1.5. Review of open action items [4/4]
[X]QT4CG-140-02: MK to add a note about dealing with binary in parse-csv and parse-json[X]QT4CG-141-01: MK to follow up on a comment by JWL on #2269[X]QT4CG-142-01: MK to review the “Captured Groups within Lookahead” example.[X]QT4CG-142-02: MK to add explanatory note about the difference between typed an untyped values in string-length
1.6. Review of open pull requests and issues
This section summarizes all of the issues and pull requests that need to be resolved before we can finish. See Technical Agenda below for the focus of this meeting.
1.6.1. Blocked
The following PRs are open but have merge conflicts or comments which suggest they aren’t ready for action.

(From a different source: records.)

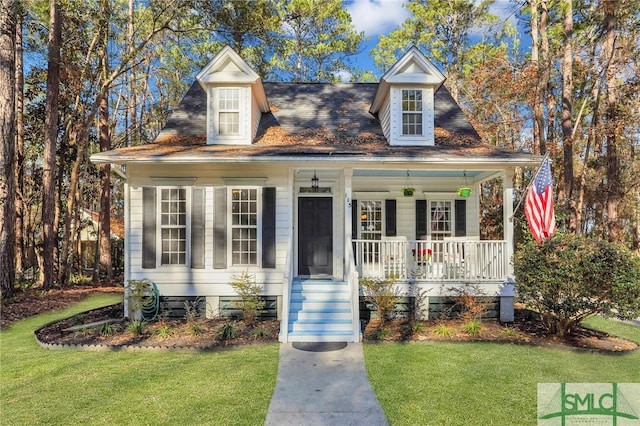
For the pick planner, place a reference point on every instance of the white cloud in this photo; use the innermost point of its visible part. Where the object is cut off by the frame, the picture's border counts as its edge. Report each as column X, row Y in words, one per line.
column 376, row 17
column 505, row 10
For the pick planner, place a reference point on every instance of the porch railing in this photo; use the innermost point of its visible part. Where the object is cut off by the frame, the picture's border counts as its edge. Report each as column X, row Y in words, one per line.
column 455, row 259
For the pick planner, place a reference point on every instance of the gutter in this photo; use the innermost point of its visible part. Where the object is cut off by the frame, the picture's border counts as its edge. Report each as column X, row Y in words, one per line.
column 528, row 160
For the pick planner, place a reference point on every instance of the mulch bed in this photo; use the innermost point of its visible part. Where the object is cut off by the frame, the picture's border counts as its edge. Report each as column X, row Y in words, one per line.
column 105, row 327
column 527, row 329
column 35, row 301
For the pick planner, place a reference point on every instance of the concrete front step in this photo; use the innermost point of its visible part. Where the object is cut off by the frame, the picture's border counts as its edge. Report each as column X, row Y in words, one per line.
column 319, row 311
column 321, row 337
column 318, row 314
column 311, row 304
column 320, row 325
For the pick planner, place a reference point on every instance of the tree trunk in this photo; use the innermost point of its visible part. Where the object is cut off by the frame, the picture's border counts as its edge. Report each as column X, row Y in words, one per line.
column 51, row 135
column 7, row 153
column 541, row 84
column 19, row 166
column 546, row 89
column 67, row 237
column 104, row 234
column 132, row 132
column 566, row 192
column 612, row 125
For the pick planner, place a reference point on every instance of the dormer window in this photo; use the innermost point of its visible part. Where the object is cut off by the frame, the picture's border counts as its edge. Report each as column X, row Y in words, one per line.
column 235, row 99
column 229, row 111
column 412, row 112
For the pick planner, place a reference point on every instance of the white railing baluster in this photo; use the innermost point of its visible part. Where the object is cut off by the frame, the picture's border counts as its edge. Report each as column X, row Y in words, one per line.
column 432, row 260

- PR #2309: Allow SimpleMapExpr after ArrowExpr
- PR #2266: 540 system-property equivalent for XQuery
- PR #2256: 2216 All atomic types become ordered
- PR #2247: Deferred Evaluation in XPath - the f:generator record
- PR #2160: 2073 data model changes for JNodes and Sequences
- PR #2124: 573 Functions to Construct Trees
- PR #2071: 77c deep update
- PR #2019: 1776: XSLT template rules for maps and array
1.6.2. Merge without discussion
The following PRs are editorial, small, or otherwise appeared to be uncontroversial when the agenda was prepared. The chairs propose that these can be merged without discussion. If you think discussion is necessary, please say so.
- PR #2308: QT4CG-140-02 Add note about binary input to parse-csv and parse-json
- PR #2306: QT4CG-141-01 Fix formal equivalent of array:for-each
- PR #2304: QT4CG-142-02: Add notes on gotchas for string-length and normalize-space
- PR #2303: 2195 Fix some more simple editorial errors
- PR #2296: 2288 XSLT implicit document nodes
Proposal: merge without discussion.
Accepted.
1.6.3. Close without action
It has been proposed that the following issues be closed without action. If you think discussion is necessary, please say so.

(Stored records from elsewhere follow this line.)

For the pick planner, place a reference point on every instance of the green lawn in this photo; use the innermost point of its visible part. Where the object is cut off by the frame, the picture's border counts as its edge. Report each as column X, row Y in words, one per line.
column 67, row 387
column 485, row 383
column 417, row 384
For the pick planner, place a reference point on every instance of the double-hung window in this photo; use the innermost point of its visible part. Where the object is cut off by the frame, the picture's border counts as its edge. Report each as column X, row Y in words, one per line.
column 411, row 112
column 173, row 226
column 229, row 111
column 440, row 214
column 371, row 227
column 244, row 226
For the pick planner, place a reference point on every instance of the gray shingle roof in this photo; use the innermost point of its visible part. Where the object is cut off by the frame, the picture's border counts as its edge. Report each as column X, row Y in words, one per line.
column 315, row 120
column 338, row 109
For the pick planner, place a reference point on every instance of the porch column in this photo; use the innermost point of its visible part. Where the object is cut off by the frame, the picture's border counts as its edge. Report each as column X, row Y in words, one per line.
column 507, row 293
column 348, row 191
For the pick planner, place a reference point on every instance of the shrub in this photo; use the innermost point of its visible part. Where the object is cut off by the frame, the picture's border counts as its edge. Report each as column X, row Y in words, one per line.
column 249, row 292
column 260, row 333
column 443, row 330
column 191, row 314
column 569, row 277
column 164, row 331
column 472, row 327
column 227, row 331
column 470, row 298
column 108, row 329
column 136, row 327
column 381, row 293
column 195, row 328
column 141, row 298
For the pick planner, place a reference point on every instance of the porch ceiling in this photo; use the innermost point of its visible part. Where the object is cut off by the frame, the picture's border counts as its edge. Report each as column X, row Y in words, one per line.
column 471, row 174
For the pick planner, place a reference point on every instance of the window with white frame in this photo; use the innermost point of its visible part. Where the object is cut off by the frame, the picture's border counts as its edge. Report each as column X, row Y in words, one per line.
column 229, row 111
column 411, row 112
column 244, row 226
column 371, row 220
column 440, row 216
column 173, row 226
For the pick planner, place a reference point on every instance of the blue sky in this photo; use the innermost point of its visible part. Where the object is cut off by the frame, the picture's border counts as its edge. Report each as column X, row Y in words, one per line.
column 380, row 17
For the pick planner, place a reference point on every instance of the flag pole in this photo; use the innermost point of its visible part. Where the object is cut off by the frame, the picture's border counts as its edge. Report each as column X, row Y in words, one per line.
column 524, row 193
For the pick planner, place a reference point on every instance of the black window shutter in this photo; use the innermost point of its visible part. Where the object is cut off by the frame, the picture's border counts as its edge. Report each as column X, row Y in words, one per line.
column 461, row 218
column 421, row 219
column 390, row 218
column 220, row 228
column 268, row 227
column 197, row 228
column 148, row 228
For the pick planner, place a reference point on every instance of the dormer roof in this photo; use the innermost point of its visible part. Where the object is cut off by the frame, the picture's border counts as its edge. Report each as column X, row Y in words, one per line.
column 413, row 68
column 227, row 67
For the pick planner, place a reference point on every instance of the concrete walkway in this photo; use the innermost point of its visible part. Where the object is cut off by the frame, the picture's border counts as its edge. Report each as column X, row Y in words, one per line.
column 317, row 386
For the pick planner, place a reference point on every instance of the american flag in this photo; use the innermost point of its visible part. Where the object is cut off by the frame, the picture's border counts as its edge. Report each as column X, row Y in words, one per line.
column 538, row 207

- Issue #2291: load-xquery-module: formalizing (loading-)parameters
- Issue #2287: Ordered maps break JSON interoperability
Proposal: merge without discussion.
- MK: These are external comments, we should try to give a little bit of rationale.

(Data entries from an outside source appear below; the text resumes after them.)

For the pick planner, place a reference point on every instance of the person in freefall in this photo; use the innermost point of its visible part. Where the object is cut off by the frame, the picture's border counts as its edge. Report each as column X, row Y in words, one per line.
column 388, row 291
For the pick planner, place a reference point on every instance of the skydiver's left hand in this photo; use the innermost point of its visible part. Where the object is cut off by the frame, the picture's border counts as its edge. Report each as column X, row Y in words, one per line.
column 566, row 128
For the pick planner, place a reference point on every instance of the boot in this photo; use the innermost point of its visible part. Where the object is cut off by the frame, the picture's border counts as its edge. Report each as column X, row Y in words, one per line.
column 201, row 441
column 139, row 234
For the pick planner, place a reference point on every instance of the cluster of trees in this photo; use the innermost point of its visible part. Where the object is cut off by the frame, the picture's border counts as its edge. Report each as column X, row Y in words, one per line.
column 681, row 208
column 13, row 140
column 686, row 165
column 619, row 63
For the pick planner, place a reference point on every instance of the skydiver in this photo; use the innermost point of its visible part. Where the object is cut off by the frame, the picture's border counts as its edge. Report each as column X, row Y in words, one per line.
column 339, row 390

- WP: I think #2287 has been adequately answered.
- MK: I think we can also observe that the CG spent a lot of time talking about the consequences of the change.
Accepted.
1.6.4. Substantive PRs
The following substantive PRs were open when this agenda was prepared.
- PR #2301: 2198 Add cdata attribute to xsl:text and xsl:value-of
- PR #2296: 2288 XSLT implicit document nodes
- PR #2289: 2195 (partial) Editorial notes (incremental)
- PR #2283: 2276 Relax XSLT rules on Extension Attributes
- PR #2282: 2278 Add function bin:infer-encoding; simplify bin:decode-string
- PR #2281: 2280 Usability of xsl:array-member
- PR #2274: 407 Function items capturing XSLT context components
- PR #2259: 938 Canonical serialization
- PR #2213: 2047 External resources and security
- PR #2019: 1776: XSLT template rules for maps and array
2. Technical agenda
2.1. PR #2282: 2278 Add function bin:infer-encoding; simplify bin:decode-string
See PR #2282
Discussion continues from last week, please see also that discussion.
- MK opens again with a quick review of the PR.
- CG: I like the idea of making the offset completely optional, but I just
wonder what would happen if we did it with the current solution.
- … We’re introducing new logic here and I think it would be nice if the solutions worked the same way.
- MK: The main difference with unparsed text is that it can take information from http headers.
- CG: But it also has semantic details that aren’t considered in decode-string here.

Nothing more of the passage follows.